Swiss pharmaceutical giant Roche will be paying up to $750 million for rights to a new molecule, 0P0595, is in the first phase of development that helps boost the efficiency of antibiotics to fight increasingly resistant bacteria. Roche said, "The deal with Japan's Meiji Seika Pharma and Canada's Fedora would allow us to develop and market beta-lactamase inhibitor OP0595 worldwide, except in Japan where Meiji will retain the rights."
Roche will make an initial payment to the two companies, a statement said without divulging the exact sum. But it added that the final payout could reach $750 million (636 million euros).
Approximately 65 percent of global antibiotic sales are of the beta-lactam class of antibiotics which includes penicillins, cephalosporins, monobactams and carbapenems. However, the efficacy of these life-saving antibiotics is threatened by rising bacterial resistance caused by beta-lactamase enzymes which render the antibiotics increasingly ineffective.

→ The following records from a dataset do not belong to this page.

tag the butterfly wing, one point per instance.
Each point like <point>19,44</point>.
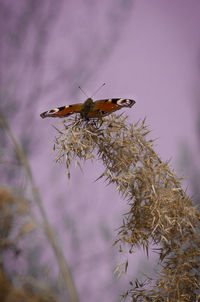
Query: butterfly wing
<point>108,106</point>
<point>63,111</point>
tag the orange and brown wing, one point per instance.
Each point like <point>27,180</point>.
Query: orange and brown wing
<point>63,111</point>
<point>107,106</point>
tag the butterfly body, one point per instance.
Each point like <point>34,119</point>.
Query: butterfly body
<point>90,109</point>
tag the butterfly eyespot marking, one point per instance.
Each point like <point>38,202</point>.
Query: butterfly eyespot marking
<point>90,109</point>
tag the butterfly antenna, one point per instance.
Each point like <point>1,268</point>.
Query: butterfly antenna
<point>83,91</point>
<point>98,89</point>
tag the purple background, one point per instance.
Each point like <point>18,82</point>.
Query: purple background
<point>145,50</point>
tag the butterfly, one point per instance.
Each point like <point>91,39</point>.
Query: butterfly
<point>90,109</point>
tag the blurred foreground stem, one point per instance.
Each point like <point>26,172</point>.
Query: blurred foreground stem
<point>63,266</point>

The Centers for Disease Control (CDC) estimates that more than two million patients are affected by drug-resistant infections each year in the United States, with direct healthcare costs as high as $20 billion.

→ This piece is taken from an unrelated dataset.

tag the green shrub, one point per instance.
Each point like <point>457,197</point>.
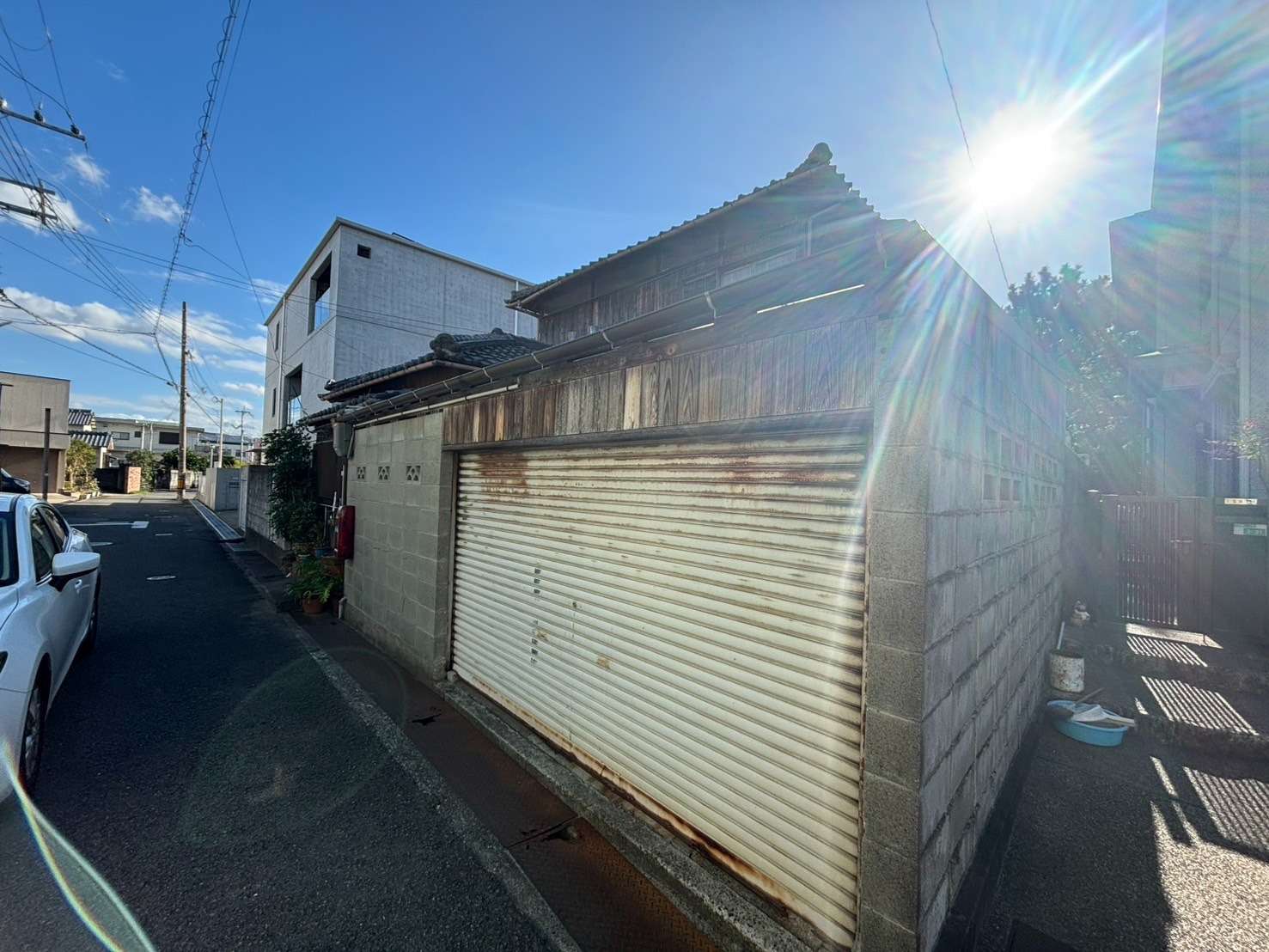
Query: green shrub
<point>295,513</point>
<point>80,467</point>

Janet Hammond from Roche's research unit said, "There is an urgent need for new antibiotics able to combat the increasing resistance to antibiotics that is being seen worldwide."
Christopher G. Micetich, founder and CEO of Fedora Pharmaceuticals said, "The properties of OP0595 and its ability to be combined with new or existing beta-lactam antibiotics promise a significant advance in the battle against increasing multi-drug-resistant bacteria."